A composite or collage of interrelated scenes, the play follows the lives of a group of "grunts" as they move from basic training, on to combat in Vietnam, and finally to the shattering realization that their lives will be forever affected by the horrors that they have witnessed—and been a part of. Dealing with the grim realities of the battlefield—free-fire zones, trip wires, drugs, body bags, rat infested bunkers and the ever-present stench of death—the men become increasingly isolated from the "outside world" and from a society that finds honor in such mindless violence and destruction. Ultimately the play, through its gut-wrenching verisimilitude, becomes a moving and eloquent plea for sanity and forbearance, as it assails our minds and hearts with the grim message of what can happen when conscience is overruled by expedience, and clear reason by a warped sense of national purpose. - from Dramatists Play Service




My history with this material actually went back some 10 years prior, when I first heard about this show through a good friend who was studying directing in Michigan and asked me to perform in a collection of scenes and monologues from the show, which, at that point had just been published after enjoying its successful and impactful Los Angeles and Broadway runs.
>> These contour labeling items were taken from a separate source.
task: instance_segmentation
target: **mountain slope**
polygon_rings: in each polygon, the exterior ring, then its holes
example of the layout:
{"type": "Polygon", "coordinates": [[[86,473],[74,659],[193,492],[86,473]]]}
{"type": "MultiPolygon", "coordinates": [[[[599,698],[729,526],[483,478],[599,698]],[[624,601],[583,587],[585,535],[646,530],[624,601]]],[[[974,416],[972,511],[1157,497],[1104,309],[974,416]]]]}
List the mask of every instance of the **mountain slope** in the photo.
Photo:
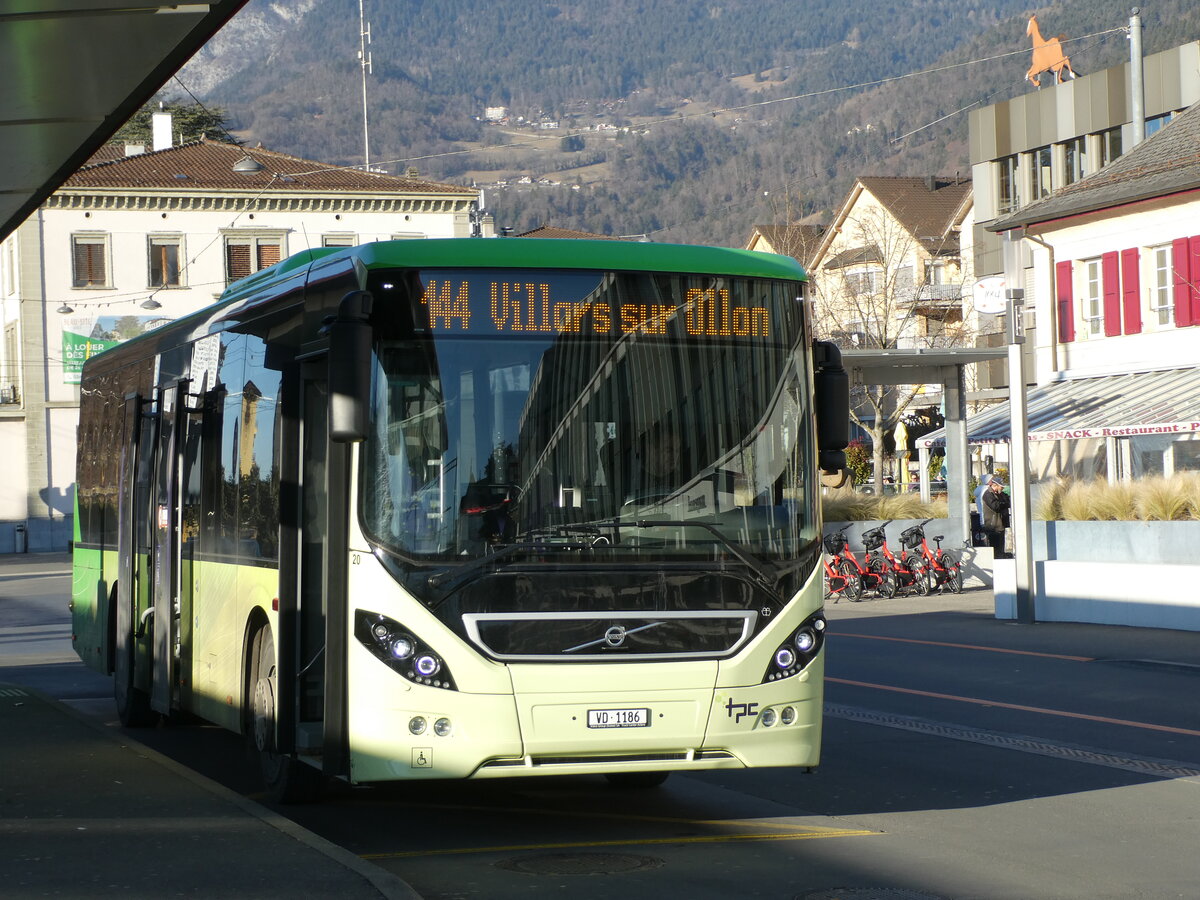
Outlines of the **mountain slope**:
{"type": "MultiPolygon", "coordinates": [[[[366,12],[372,163],[509,182],[487,203],[517,230],[738,245],[755,222],[828,215],[858,174],[966,174],[960,110],[1030,89],[1016,0],[810,0],[803,13],[794,0],[366,0],[366,12]],[[492,106],[509,107],[508,125],[481,121],[492,106]]],[[[181,80],[244,137],[361,163],[356,13],[354,0],[252,0],[181,80]]],[[[1200,36],[1183,0],[1151,16],[1147,53],[1200,36]]],[[[1069,0],[1039,20],[1079,37],[1127,17],[1115,0],[1069,0]]],[[[1081,73],[1128,53],[1121,34],[1068,52],[1081,73]]]]}

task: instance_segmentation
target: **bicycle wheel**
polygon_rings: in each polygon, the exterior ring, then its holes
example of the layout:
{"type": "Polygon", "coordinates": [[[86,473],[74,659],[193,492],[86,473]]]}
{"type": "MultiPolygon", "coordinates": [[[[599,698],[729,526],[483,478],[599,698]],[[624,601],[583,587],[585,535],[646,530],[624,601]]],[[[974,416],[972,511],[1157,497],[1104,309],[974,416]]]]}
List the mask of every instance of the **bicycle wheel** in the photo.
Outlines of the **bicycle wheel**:
{"type": "Polygon", "coordinates": [[[896,574],[892,571],[887,562],[875,558],[866,568],[880,577],[878,587],[876,587],[880,596],[887,600],[894,598],[896,595],[896,574]]]}
{"type": "Polygon", "coordinates": [[[936,582],[934,572],[931,572],[926,566],[922,566],[920,569],[914,570],[913,575],[917,576],[917,581],[914,583],[918,594],[922,596],[929,596],[934,593],[936,582]]]}
{"type": "Polygon", "coordinates": [[[839,559],[834,571],[846,580],[842,592],[848,600],[858,601],[863,599],[863,578],[858,566],[848,559],[839,559]]]}
{"type": "Polygon", "coordinates": [[[944,584],[950,589],[952,594],[962,593],[962,566],[959,563],[959,556],[954,551],[943,550],[942,554],[937,558],[937,562],[942,564],[946,569],[944,584]]]}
Even during this early experience of class scene work, I was able to see quite clearly something I would come to know very well throughout what would be my long history with this play, that this material, from its very inception with the original cast at the Odyssey Theatre in 1980, has a life and energy of its own, that all you need do is earnestly rub this lamp and the ghosts for whom you speak will come help you tell the tale.  There is such a deep truth that resonates so profoundly with both audience and cast when this material is performed that it’s even that much more surprising that we apparently need to keep telling ourselves tales like it, though, as a society, we never quite seem to grasp the lesson.
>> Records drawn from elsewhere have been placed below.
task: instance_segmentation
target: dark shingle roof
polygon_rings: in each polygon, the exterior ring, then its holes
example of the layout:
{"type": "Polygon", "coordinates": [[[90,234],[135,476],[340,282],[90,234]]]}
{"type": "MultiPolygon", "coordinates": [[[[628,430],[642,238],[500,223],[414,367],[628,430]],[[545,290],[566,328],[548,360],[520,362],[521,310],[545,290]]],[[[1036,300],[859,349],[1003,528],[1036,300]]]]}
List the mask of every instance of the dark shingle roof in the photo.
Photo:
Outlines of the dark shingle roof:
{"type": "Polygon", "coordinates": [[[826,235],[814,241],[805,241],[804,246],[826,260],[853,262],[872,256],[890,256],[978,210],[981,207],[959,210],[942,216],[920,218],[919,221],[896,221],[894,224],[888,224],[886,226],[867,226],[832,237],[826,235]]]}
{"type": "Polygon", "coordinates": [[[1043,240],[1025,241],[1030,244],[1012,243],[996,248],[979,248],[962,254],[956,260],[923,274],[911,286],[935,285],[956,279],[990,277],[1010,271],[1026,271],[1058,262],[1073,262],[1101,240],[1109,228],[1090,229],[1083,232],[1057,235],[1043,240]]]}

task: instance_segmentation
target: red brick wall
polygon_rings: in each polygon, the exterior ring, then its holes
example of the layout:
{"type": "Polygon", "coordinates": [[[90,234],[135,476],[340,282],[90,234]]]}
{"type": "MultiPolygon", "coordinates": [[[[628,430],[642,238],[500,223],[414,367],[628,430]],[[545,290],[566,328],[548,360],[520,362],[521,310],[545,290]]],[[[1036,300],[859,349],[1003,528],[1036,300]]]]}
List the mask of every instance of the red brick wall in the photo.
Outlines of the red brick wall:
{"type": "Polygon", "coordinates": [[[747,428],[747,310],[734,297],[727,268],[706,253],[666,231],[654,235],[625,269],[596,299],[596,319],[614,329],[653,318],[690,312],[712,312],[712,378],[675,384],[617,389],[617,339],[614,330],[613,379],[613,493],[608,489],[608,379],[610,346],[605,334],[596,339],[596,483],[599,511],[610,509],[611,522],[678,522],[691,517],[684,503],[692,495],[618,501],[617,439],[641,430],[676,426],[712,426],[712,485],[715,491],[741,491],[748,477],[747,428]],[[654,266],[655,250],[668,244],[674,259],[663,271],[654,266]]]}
In any event, after my initial performance experience, I dove deep into Tracers myself, drawn to its fresh writing, its energy and honesty, and it wasn’t long before I started having a strong pull to direct the show myself.

After a couple of near misses, my opportunity for this would come several years later when I had the privilege of sharing the experience with some of the hardest, most generous artists I’ve ever known in this revival of Tracers as an independent production at The USC School of Dramatic Arts.
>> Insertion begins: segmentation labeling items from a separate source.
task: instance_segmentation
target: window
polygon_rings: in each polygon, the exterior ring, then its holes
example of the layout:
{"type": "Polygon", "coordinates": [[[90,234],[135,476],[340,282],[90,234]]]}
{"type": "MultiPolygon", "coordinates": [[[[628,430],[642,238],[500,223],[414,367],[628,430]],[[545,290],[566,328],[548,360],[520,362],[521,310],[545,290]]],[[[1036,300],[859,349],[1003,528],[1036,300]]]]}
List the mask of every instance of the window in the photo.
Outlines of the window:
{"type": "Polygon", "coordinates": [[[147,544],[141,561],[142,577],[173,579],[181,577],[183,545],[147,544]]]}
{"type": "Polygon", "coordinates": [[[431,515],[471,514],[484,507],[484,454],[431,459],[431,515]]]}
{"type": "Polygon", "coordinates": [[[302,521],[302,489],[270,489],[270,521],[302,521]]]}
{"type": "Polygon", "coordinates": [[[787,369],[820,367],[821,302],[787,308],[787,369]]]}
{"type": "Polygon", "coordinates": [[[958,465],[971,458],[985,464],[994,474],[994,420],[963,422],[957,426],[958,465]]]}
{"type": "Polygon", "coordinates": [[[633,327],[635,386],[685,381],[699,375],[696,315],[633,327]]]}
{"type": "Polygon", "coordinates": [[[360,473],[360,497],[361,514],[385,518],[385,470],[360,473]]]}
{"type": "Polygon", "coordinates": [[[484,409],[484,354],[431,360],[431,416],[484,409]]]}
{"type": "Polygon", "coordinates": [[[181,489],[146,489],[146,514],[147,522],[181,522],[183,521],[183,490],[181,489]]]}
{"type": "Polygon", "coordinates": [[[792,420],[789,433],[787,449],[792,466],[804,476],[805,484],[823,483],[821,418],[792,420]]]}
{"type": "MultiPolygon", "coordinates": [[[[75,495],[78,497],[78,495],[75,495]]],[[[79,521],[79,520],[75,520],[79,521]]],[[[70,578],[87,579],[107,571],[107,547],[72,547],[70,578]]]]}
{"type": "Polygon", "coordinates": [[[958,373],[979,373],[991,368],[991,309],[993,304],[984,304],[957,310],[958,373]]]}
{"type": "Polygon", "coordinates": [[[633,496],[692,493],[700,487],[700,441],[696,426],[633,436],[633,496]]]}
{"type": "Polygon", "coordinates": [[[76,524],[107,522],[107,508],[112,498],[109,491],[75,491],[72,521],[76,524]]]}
The show was still restricted in New York and Los Angeles from the original company's runs and world tours, but the show's creator, co-writer, and original director, John DiFusco, was gracious enough to reach out to me directly to, not only give us the green light to put the show up, but to also offer himself and his original cast mate and co-writer, Richard Chaves, as consultants.

This tremendous project culminated in five sold out performances at USC's Massman Theatre during a rainy Los Angeles December and was the beginning of a story that manages to continue to this very day.